As an example of this question, let me offer you an example of my scoutmaster in the mid 1960s. He had Cerebral Palsy (CP). This did not stop him as a middle-aged man. He worked for the forestry service, and he was the scoutmaster of Troop 3 at the Presbyterian Church in Tupelo, MS. I joined right after the troop had hiked the continental divide through the Smoky Mountain National Park. Nothing slowed him down. His son was in college when I got my Eagle Scout. He pulled me aside and asked if he should continue on. I told him that the boys loved him. I asked who would keep the troop going. I think he wanted to hear a different answer; he was tired and the CP was taking a toll, but I was 15 when he asked the question. I had not suffered that kind of pain. He stayed on as scoutmaster, but in later life, the CP didn’t allow him to stay with the forestry service. He then became the janitor at the church. He’d sown seeds of goodwill his entire adult life. The church let him do what he could and not worry about the rest.

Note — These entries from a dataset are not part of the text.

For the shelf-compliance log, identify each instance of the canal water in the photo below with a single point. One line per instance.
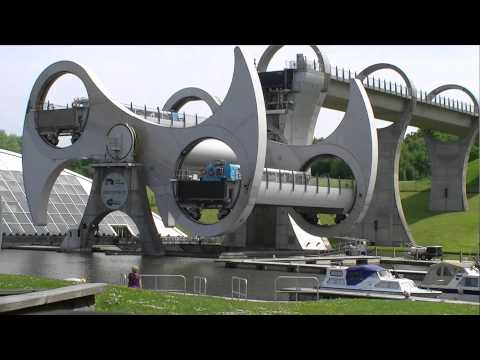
(98, 267)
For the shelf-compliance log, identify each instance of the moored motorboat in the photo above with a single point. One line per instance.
(372, 278)
(456, 277)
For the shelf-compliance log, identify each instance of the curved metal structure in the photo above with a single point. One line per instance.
(269, 53)
(184, 96)
(239, 122)
(237, 132)
(355, 142)
(385, 222)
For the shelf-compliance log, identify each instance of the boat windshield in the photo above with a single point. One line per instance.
(385, 274)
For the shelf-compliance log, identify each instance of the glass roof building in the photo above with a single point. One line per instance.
(66, 206)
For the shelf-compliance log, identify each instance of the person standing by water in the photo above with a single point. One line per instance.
(134, 280)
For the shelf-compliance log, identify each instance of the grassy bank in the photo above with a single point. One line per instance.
(119, 299)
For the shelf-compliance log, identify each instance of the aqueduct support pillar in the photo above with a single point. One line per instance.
(449, 162)
(385, 223)
(125, 182)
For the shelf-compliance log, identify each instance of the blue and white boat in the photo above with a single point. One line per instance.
(372, 278)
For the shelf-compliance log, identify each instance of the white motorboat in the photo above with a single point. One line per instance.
(462, 278)
(372, 278)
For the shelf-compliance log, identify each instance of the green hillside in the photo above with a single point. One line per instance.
(454, 230)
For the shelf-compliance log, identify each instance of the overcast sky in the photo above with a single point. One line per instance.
(148, 75)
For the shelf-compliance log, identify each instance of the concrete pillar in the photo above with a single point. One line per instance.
(267, 227)
(136, 206)
(385, 223)
(1, 222)
(449, 162)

He found a way of staying productive and serving God, when his body had failed him.
Many modern tennis players grunt or shout when they hit the ball. They claim it’s like the shout that karate fighters use. It strengthens the blow. Whether psychological or physical, they do it for an advantage. I often groan when trying to get up for the same reason. Without the grunt, I might not make it to the vertical position. Once vertical, I’m fine – most of the time. My wife hates that. She never groans. How do you respond to pain? Is it acceptable to give a verbal “Ki-ah” to the pain in your life? Isn’t the key that you’re still moving, right?
Remember the blind man’s testimony. Can you use your affliction to show your weakness and God’s strength as a witness before others?
In Job 2:9, Job’s wife challenges Job as he complains about his suffering. She suggests that he curse God and die. If you get that diagnosis that no one wants to hear, will you complain, moan, or praise God, knowing that you are going home? NOTE: It may be satisfactory to do all three, but in good measure. Yet, by which one will others remember you?